Validation of the RNA sequencing data by RT-qPCR. Comparison of log2-transformed relative expression of genes in seedling grown on NAC versus N6

Fig. 6
figure 6

Correlation analysis of DEGs between RNA-seq and qRT-PCR data. The scatter plot indicates the log2-transformed gene expression values in RNA-seq and qRT-PCR

Kyoto encyclopedia of genes and genomes (KEGG) enrichment analysis of DEGs

In total, 18,555 DEGs were identified using DESeq (version 1.18.0), including 1182 DEGs in the roots and 7373 DEGs in the leaves, and 1612 DEGs in common between the roots and leaves. Among the DEGs, 9460 were upregulated in seedlings grown on NAC compared to N6 medium, and 7483 were downregulated (Fig. 7). To identify the functional pathways the DEGs are involved in, we used KEGG pathway analysis, including 254 KEGG functional pathways. In total, 226 KEGG pathways were commonly differentially regulated by AC in the roots as well as leaves. Among these, “metabolic pathways” (105, 39.10%) represented the largest group, followed by “organismal systems” (58, 25.66%), “environmental information processing” (24, 10.62%), “genetic information processing” (21, 9.29%), and “cellular processes” (18, 7.96%). P < 0.05 was considered as a threshold for screening.

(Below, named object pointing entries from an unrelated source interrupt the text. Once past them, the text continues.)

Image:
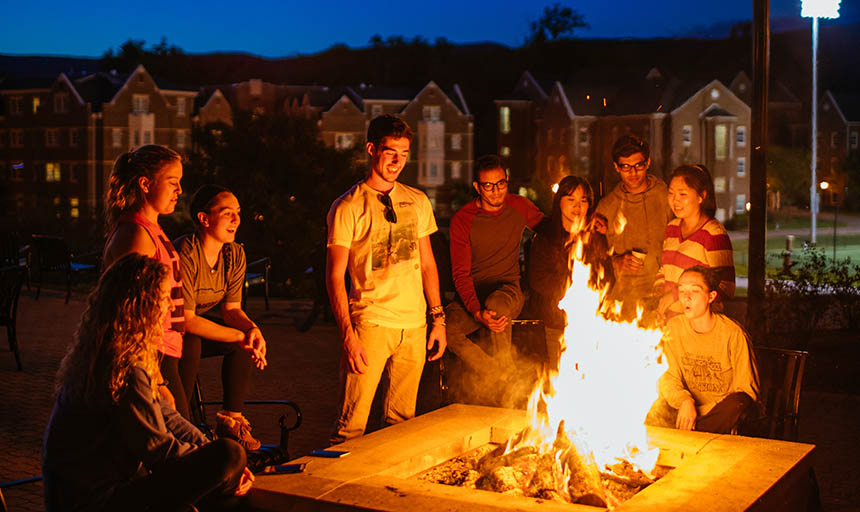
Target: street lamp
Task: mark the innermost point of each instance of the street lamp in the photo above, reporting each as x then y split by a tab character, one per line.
816	9
824	186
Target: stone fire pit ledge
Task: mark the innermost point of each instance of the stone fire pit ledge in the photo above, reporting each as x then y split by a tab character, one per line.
712	472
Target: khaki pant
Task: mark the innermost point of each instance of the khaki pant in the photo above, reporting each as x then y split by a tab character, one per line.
401	353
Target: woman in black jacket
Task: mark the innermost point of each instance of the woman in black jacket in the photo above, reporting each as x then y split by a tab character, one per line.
550	259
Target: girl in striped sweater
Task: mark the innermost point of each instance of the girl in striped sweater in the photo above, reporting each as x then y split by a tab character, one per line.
694	237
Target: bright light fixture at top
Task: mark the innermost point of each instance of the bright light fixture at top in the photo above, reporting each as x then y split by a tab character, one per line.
819	8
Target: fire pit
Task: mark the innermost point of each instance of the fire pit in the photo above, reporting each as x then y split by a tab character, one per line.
710	472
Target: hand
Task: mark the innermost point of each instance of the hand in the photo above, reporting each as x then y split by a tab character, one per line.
245	483
488	318
437	335
354	352
255	344
628	264
599	224
167	396
686	419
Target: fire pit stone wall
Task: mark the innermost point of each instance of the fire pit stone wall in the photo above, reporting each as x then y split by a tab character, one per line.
712	472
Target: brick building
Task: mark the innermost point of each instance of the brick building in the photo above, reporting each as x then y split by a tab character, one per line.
58	141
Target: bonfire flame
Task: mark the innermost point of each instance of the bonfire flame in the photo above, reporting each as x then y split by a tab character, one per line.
590	413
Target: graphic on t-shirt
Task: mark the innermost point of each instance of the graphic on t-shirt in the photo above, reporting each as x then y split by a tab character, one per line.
704	374
395	243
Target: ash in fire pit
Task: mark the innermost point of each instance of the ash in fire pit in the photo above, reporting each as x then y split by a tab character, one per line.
559	475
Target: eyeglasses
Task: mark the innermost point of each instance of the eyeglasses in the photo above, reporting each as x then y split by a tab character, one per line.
639	166
390	214
489	186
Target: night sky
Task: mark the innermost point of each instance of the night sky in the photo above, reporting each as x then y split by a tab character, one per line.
274	28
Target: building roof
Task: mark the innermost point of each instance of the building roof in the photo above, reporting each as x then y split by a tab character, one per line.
99	88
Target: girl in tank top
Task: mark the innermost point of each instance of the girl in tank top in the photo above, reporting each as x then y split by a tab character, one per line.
144	184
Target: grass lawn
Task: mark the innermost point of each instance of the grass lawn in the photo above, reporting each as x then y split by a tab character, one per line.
847	246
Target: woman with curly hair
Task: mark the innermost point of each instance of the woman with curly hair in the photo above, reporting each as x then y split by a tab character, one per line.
144	184
111	442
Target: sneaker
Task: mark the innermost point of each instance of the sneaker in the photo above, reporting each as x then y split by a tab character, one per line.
236	428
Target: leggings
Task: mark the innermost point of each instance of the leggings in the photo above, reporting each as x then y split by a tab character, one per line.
206	478
170	373
235	369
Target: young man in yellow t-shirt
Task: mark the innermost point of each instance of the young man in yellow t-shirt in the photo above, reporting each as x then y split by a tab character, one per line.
380	231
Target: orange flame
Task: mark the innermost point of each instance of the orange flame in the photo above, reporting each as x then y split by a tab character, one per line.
605	384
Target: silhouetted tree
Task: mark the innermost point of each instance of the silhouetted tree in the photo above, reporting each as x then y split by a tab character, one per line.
556	22
285	179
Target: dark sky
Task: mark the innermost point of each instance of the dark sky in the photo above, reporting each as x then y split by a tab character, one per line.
278	28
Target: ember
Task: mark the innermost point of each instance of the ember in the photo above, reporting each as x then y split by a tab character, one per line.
586	442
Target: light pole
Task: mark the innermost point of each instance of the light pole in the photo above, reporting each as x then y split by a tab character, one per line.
825	185
816	9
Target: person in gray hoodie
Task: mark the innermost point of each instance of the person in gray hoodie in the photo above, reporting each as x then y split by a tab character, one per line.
636	212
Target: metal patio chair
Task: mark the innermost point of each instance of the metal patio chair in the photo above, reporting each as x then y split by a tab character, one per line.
780	380
11	280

Further, 37 KEGG pathways were enriched for AC-regulated genes in the roots, and 30 KEGG pathways in the leaves (Fig. 8). In the roots, the three most gene-enriched pathways were “phenylpropanoid biosynthesis”, “starch and sucrose metabolism”, and “biosynthesis of amino acids”. In the leaves, the three most enriched pathways were “plant hormone signal transduction”, “phenylpropanoid biosynthesis”, and “glyoxylate and dicarboxylate metabolism”. By comparison, we found that “phenylpropanoid biosynthesis”, “plant hormone signal transduction”, “starch and sucrose metabolism”, “biosynthesis of amino acids”, and other metabolic pathways were the main gene-enriched pathways in wheat seedlings (Fig. 9). We analyzed three major metabolic pathways, i.e., “phenylpropanoid biosynthesis”, “plant hormone signal transduction”, and “starch and sucrose metabolism” in more detail. In these pathways, there were 29 DEGs between the NAC and N6 groups. Twenty-one of these genes were upregulated, including genes related to cell differentiation, seedling growth, and enhanced stress and disease resistance (e.g., PLA, HCT, ZIM, and JAC), and eight of them were downregulated, and were mainly related to the inhibition of plant growth (e.g., BKI1, ARR-B, DELLA, and ABF) (Table 1).

Fig. 7
figure 7

DEGs in wheat roots and leaves from seedlings grown on NAC or N6 (control condition)

Fig. 8
figure 8

Major pathways differentially regulated by AC in roots and leaves as revealed by KEGG enrichment analysis. KEGG pathways are shown in the ordinate. Dot size indicates how many DEGs are annotated to the pathway. The 20 most significant pathways identified in roots and leaves are shown

Fig. 9
figure 9

Major pathways differentially regulated by AC in wheat seedings as indicated by KEGG enrichment analysis

Table 1 Three pathways and major related genes differentially expressed in wheat seedlings grown on medium containing CA, as indicated by KEGG enrichment analysis

Discussion

AC stimulates phenylpropane metabolism

The phenylpropane metabolic pathway is of high physiological significance in plants, as it directly and indirectly generates all substances in the phenylpropane skeleton [12]. Nine classes of genes were upregulated in seedlings grown in the presence of AC in the medium, including PAL, CYP73A, COMT, CYP84A, and 4CL. The phenylalanine ammonia-lyase (PAL) gene family was actively expressed. PAL catalyzes the nonoxidative deamination of L-phenylalanine to form trans-cinnamic acid and a free ammonium ion [13]. The conversion of the amino acid phenylalanine to trans-cinnamic acid is the entry step for the channeling of carbon from primary metabolism into phenylpropanoid secondary metabolism in plants. The phenylpropane pathway can produce intermediate products such as trans-cinnamic acid, coumaric acid, ferulic acid, and sinapic acid. These intermediate products can be converted into coumarin, chlorogenic acid, and trans-coumaric coenzyme A ester, which can be further converted into secondary metabolites such as lignin, flavonoids, isoflavones, alkaloids, and benzoate glycosides. These products play vital roles in plant growth and development, and the contents of these substances are closely related to PAL activity, which is of great importance in plant physiology [14, 15]. One of the physiological roles of PAL is to promote cell differentiation and plant growth [16]. This study revealed that addition of AC to the growth medium can accelerate seedling growth, at least in part, by promoting PAL expression.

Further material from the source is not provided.